Snoopy takes advantage of a feature built into all smartphones and tablets: When mobile devices try to connect to the Internet, they look for networks they've accessed in the past. Your phone will be shouting out the name of every network it has ever connected to,
That's when Snoopy swoops into action sending back a signal pretending to be networks you've connected to in the past. Devices two feet apart could both make connections with the quadcopter, each thinking it is a different, trusted Wi-Fi network. When the phones connect to the drone, Snoopy will intercept everything they send and receive.
That includes the sites you visit, credit card information entered or saved on different sites, location data, usernames and passwords. Each phone has a unique identification number, or MAC address, which the drone uses to tie the traffic to the device.
CNNMoney took Snoopy out for a spin in London and in less than an hour of flying, obtained network names and GPS coordinates for about 150 mobile devices.
It was also able to obtain usernames and passwords for Amazon, PayPal and Yahoo accounts. Collecting metadata, or the device IDs and network names, is probably not illegal, however intercepting usernames, passwords and credit card information with the intent of using them would likely violate wiretapping and identity theft laws.
Installing the technology on drones creates a powerful threat because drones are mobile and often out of sight for pedestrians, enabling them to follow people undetected.
Of course, as well as being used for bad stuff, it could also be used for law enforcement and public safety.

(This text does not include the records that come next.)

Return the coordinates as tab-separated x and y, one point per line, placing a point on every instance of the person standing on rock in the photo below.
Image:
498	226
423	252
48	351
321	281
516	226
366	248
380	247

During a riot, a drone could fly overhead and identify looters, for example.
Oh, the joys of modern technology.
3D Printers
Apart from drones, I believe the next big disruptive change will be 3-D printers. My local Office Depot now has a 3-D printer although very limited in scope, but Local Motors is planning to 3D print a car in 5 days.
The concept is nothing new, and later this year Local motors will 3D print an electric vehicle in just five days, at the International Manufacturing Technology Show in Chicago.
A couple of years ago the company built an entire Rally Fighter off-roader at the show over the event's six days. But 3D printing a car presents entirely different challenges.
The demonstration is designed to show how advanced manufacturing techniques can deliver a stronger, safer, faster and more efficient vehicle. Other than being electric, details of the powertrain have not yet been revealed.
The vehicle aims to deliver a sustainable, green product, one that reduces production cost but also creates job opportunities. Hopefully, it will be stunning to look at and fun to drive, but ultimately, it needs to be a car people want to buy.